Preserving Evidence in a Personal Injury Case


As in any lawsuit, the evidence is vital, and personal injury cases are no different. If you have been injured in a car accident, or if you were bitten by a dog, or if you fell downstairs in a building, or if you slipped and fell on a wet floor, or if merchandise fell on your head, you want to do everything you can to preserve the evidence before evidence is lost.

When you’re in an accident, one of two things will occur: 1) you’ll be in good enough shape to gather evidence immediately, or 2) your injuries will be so serious, you’ll have to return to the scene after you receive medical treatment. Either way, it’s important that evidence is preserved, because the more evidence you have, the stronger your case.

How Do I Preserve Evidence?

How you preserve evidence has much to do with the facts of your case and the types of evidence available. However, in almost all instances, the first place you’ll turn to is something that you probably have within six feet of you right now: your smartphone.

Smartphones are great for taking pictures and videos of the accident scene. If you’re in a car accident, for example, take a variety of pictures from different angles. If you slipped and fell on water in an entrance to a building, take lots of pictures of the wet floor and the conditions. Same goes for video. Video footage can be very helpful.

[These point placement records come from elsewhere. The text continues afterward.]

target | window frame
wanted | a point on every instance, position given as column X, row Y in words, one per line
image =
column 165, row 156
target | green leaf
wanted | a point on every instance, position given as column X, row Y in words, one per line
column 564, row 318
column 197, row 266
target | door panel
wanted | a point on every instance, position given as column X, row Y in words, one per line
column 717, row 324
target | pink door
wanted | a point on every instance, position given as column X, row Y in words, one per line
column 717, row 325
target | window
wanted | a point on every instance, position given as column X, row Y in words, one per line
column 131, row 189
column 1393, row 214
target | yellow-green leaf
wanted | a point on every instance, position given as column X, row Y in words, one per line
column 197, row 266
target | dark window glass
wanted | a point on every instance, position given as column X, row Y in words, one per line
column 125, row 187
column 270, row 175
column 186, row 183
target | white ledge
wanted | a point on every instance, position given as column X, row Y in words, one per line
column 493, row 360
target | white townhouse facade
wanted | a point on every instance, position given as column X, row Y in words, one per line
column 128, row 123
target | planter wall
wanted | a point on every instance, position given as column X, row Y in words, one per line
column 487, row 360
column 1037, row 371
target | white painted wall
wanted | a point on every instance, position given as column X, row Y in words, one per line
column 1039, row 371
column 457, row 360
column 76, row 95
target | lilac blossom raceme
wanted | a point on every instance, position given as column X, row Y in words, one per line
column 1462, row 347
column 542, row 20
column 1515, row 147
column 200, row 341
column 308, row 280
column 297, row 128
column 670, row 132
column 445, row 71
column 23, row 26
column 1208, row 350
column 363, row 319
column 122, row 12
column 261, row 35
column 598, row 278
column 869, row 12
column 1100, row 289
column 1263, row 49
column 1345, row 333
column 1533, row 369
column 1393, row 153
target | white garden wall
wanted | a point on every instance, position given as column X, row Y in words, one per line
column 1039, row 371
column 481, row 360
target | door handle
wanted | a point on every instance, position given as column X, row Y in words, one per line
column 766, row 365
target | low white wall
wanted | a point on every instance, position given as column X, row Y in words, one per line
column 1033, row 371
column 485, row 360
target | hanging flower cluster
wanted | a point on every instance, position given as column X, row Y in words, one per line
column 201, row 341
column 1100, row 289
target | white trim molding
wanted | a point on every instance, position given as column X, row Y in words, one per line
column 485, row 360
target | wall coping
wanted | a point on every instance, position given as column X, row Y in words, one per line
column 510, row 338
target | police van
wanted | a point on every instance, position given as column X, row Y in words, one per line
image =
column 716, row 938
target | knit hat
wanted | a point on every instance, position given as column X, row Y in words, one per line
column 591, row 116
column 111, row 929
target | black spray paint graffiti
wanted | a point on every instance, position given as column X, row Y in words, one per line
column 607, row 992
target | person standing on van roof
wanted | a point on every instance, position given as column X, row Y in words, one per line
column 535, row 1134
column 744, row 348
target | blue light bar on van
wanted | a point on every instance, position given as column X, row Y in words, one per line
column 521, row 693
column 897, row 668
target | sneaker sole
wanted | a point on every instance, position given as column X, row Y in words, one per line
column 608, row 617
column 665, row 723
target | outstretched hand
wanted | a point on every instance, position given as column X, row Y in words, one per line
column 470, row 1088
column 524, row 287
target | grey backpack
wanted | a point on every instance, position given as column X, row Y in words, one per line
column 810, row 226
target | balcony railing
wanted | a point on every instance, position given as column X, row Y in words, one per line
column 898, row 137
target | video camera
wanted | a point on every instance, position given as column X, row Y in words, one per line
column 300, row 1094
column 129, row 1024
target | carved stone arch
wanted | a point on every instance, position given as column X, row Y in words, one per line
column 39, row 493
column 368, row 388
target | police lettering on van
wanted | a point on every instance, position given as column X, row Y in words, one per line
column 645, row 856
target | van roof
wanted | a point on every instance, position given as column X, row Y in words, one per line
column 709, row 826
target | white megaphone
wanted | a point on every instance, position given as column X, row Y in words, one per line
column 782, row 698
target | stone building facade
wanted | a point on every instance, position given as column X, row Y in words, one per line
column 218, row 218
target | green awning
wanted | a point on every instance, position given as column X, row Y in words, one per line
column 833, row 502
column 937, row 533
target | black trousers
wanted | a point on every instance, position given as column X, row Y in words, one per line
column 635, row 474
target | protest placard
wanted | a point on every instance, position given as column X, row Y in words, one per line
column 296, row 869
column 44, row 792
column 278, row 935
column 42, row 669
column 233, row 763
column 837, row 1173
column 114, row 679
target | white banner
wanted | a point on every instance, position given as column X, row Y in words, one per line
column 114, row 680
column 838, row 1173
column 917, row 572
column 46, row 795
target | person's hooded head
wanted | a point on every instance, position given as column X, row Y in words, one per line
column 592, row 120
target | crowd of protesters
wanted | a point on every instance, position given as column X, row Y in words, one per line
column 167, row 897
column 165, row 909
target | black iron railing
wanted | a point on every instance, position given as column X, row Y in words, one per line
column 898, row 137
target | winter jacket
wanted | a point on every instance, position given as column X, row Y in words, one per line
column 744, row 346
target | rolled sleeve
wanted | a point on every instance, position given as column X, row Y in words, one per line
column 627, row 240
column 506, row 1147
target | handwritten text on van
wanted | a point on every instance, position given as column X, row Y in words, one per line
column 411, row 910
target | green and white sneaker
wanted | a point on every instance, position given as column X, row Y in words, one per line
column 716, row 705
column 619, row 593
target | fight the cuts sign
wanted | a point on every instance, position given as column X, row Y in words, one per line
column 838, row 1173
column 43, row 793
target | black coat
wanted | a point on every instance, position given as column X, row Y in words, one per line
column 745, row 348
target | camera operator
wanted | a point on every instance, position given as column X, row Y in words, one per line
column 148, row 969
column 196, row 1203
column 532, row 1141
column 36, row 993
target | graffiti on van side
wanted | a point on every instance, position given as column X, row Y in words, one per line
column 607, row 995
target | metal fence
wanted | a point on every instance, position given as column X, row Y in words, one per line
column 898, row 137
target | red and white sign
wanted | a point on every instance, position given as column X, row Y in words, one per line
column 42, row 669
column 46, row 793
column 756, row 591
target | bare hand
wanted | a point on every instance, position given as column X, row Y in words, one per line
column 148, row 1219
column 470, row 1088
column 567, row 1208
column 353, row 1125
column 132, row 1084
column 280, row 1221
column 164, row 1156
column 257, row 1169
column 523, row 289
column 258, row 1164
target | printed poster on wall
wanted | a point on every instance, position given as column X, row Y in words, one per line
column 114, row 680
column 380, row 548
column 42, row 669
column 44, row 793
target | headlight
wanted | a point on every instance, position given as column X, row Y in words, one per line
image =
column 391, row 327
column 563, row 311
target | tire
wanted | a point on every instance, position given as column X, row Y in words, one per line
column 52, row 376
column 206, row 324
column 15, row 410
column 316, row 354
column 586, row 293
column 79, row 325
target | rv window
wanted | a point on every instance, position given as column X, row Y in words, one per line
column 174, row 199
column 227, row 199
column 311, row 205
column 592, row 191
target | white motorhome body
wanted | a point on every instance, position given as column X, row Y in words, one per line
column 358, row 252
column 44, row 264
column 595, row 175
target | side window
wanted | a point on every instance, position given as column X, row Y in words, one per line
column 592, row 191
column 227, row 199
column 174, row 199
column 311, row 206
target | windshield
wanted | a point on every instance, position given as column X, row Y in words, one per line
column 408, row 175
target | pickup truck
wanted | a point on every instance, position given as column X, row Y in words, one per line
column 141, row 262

If you are dealing with a dishonest individual, business or property owner, be aware that physical evidence can be destroyed or repaired before the insurance company can examine it. Because of this, it’s vital to take pictures before anything can be changed. For example, a low-lying branch on a bicycle path can be cut. An overgrown bush that blocks drivers’ view of oncoming vehicles can be trimmed, a broken fence where a vicious dog escaped can be repaired, torn carpeting that caused you to trip can be replaced, and so on.

But this isn’t just about taking pictures of car accident scenes and dangerous conditions. Take pictures of your injuries right after they happen and save damaged property or clothing that is torn or bloody from an assault or car crash. A picture your face all bruised, bloody and swollen will impact a jury a lot more than seeing you completely healed in the courtroom.

When you take photos with your smartphone, develop them immediately at Walmart, Costco, or someplace else that develops photos and make sure the business developing the photos displays the date on the back of the photographs, or at least make sure the receipt indicates the date.